Yo había notado hacía tiempo que su marido y ella distaban mucho de tener una relación de compañerismo y por ello no la presioné. Ya tenía lo que quería, la atención secreta de Pearson, y mi intención era pasar al ataque.

– Ojalá pudiera entender a otros hombres tan bien como entendía a mi esposo -le dije a la señora Pearson-. Es sobre esta cuestión que quería pedirle consejo. ¿Sabe que soy amiga del señor Duer?

– Todo el mundo lo sabe -dijo. Sus palabras contenían más de lo que había dicho, pero no supe qué. Me halagué pensando que era pura curiosidad.

– Espero que nadie comente nada indecoroso -dije, llevándome la mano a la boca.

– Pero si solo hay que verlos. -La señora Pearson sacudió la cabeza-. El la trata como una hija, más que como otra cosa, creo.

– Me alegro de que lo diga.
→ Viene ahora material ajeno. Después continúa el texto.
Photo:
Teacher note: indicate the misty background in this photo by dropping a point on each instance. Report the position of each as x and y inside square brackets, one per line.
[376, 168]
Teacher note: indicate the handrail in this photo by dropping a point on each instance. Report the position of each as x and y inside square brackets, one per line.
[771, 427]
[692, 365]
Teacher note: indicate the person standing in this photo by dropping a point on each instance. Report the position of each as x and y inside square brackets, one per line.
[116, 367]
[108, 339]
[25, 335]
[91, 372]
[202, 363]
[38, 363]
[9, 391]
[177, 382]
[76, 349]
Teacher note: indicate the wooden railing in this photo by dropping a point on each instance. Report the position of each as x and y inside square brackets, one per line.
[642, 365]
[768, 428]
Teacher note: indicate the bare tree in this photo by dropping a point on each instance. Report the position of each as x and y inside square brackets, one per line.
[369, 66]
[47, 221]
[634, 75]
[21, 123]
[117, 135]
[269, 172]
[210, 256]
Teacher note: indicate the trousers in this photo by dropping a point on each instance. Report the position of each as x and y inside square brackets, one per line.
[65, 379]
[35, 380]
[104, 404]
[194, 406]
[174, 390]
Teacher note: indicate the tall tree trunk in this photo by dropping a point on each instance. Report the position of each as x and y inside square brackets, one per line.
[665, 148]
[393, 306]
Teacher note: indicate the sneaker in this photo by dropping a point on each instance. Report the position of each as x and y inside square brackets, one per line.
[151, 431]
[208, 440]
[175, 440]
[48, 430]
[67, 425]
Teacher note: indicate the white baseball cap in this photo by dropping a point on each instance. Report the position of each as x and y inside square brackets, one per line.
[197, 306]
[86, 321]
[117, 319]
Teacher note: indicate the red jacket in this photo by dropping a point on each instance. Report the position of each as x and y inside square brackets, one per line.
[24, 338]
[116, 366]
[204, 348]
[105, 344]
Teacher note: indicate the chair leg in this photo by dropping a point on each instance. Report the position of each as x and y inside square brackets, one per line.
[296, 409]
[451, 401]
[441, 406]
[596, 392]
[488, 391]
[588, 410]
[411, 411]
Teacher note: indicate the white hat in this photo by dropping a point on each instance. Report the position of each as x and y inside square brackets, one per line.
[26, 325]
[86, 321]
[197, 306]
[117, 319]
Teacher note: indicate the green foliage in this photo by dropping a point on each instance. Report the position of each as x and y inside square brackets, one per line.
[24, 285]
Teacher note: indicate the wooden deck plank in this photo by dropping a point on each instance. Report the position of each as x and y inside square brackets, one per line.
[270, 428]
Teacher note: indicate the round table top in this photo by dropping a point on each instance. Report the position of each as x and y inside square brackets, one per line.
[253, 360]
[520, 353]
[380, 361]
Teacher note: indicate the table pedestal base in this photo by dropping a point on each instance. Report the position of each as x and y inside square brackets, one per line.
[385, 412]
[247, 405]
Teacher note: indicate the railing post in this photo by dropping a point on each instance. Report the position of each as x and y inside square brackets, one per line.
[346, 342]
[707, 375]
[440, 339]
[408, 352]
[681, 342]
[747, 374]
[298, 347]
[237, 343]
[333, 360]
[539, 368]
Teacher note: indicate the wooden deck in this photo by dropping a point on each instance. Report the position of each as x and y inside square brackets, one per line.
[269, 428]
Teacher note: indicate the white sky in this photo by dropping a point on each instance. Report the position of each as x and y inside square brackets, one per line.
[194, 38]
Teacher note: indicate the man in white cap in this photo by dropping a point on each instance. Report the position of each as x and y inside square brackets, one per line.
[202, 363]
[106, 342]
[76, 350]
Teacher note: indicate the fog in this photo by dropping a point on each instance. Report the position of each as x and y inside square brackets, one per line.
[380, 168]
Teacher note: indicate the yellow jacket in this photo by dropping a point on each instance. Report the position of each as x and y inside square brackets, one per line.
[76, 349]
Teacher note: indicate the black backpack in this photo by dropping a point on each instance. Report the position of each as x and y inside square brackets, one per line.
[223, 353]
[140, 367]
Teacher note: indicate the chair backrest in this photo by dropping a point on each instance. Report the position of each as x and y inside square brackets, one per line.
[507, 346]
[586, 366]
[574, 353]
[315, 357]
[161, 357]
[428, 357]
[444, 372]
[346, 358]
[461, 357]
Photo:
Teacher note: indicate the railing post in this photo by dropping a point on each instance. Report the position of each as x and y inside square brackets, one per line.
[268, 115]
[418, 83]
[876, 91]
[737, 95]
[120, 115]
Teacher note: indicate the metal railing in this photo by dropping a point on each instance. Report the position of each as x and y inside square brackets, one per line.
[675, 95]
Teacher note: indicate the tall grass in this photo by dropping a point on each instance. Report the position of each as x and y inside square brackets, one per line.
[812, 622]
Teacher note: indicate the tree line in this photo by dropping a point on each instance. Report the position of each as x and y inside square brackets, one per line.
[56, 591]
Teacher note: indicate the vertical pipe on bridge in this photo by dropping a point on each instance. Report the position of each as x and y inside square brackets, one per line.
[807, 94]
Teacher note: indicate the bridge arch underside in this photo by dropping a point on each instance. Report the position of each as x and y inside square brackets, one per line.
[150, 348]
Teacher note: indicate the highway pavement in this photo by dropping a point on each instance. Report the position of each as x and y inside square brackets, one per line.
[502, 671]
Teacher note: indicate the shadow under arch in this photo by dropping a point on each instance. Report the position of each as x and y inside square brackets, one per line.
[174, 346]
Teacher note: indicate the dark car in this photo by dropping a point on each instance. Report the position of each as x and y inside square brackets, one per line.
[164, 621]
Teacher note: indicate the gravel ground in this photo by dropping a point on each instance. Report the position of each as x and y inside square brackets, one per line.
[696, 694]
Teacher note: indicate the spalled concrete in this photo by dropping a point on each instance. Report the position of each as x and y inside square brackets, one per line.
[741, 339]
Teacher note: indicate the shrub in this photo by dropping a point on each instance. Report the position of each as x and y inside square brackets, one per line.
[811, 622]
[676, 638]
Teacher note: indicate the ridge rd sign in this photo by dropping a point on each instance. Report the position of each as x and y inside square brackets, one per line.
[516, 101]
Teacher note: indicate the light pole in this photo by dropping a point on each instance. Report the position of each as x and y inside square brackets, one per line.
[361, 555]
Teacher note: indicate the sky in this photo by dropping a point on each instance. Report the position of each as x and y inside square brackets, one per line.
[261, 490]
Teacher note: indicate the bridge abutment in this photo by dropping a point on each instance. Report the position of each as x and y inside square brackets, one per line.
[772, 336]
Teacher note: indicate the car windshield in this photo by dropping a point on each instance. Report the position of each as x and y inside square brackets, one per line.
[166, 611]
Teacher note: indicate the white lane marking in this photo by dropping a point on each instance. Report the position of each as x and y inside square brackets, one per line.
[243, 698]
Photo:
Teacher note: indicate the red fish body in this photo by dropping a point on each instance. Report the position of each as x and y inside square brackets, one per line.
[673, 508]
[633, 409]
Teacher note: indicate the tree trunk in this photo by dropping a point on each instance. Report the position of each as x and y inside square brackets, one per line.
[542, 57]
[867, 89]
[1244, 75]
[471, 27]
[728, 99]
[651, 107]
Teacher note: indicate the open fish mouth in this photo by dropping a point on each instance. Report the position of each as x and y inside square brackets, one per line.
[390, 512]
Es un hombre sagaz y he aprendido mucho con él, pero me temo que no se toma en serio alguna de mis ideas. Dice que me trata como si fuera su hija, pero a veces me trata como a una niña. Deseo presentarle una propuesta, una idea que creo que le hará ganar una cuantiosa suma de dinero, pero debo insinuárselo de la manera correcta, no vaya a ser que la rechace de entrada.

La señora Pearson empezó a darme sabios consejos sobre cómo aplacar el orgullo masculino, pero yo solo fingía escuchar. El corazón me latía con fuerza en el pecho. Solo esperaba que aquel plan funcionase porque, si no, tendría que actuar de una forma más directa y cuando más creyera Pearson que aquella idea era suya y no mía, mayores serían mis posibilidades de éxito.

Me había preocupado en balde. Al salir de la casa, Pearson lo hizo detrás de mí, pero no exactamente corriendo, sino caminando con sus pasos lentos y metódicos y su pose estirada. Levantaba la barbilla y tenía los ojos pesados y algo dormidos. Era evidente que quería mostrarse seductor y, en aquel momento, lo odié más de lo que odiaba a Duer o a Hamilton.

– Tendrá que perdonarme, señora -dijo-, pero sin querer he oído lo que le ha dicho a mi esposa. Es posible que Duer no tome en serio su propuesta, pero le aseguro que si se la hago llegar yo, le prestará atención. Ha aprendido a confiar en mí.

– Desde luego que sí -repliqué.

Me puso una de sus manazas en el codo, quizá porque había visto a Duer tocarme de aquel modo. Yo no soportaba que Duer lo hiciera y, sin embargo, no lo temía de la manera que temía a Pearson. Duer no era más que un villano egocéntrico. Pearson, empezaba a comprender, era una bestia.

– Cuénteme lo que tiene en mente y, si me gusta la idea, se la presentaré a Duer. Si este decide ponerla en práctica, ya le diremos de quién es.

– Vaya, qué generoso por su parte -dije, dedicándole mi sonrisa más gentil-. ¿Volvemos a la casa para discutirlo?

– Por supuesto.

Levanté la mirada y allí, desde la ventana, la señora Pearson nos observaba con cara de preocupación. Primero pensé que sospechaba que yo albergaba sentimientos deshonestos hacia su marido pero, cuando nuestros ojos se encontraron, advertí que estaba preocupada por mí.

En mi locura por destruir a Duer y a Hamilton, en mi odio por Pearson, me había negado a pensar en la señora Pearson, aquella criatura bonita, inteligente y oprimida. Me había negado a tener en cuenta a los niños. Ellos también serían destruidos con Pearson; cuando Duer, Hamilton y los demás cayeran en desgracia, los inocentes caerían con ellos.

Sin embargo, ya había llegado muy lejos y aquello no me haría volverme atrás. No podía negarme a librar una batalla solo porque los inocentes también resultasen dañados. Durante la Revolución, los inocentes sufrieron daños, pero nadie argumentaría que no mereció la pena librar aquella guerra. Aun así, en aquel momento, hice una promesa callada: destruiría a Hamilton y a Duer, sí. Ahora sabía que, como consecuencia inevitable de ello, Pearson también sería arrojado contra las rocas, pero yo protegería a la señora Pearson y a los niños de lo peor de la situación. Con la ayuda de Dios, no me convertiría en lo que despreciaba.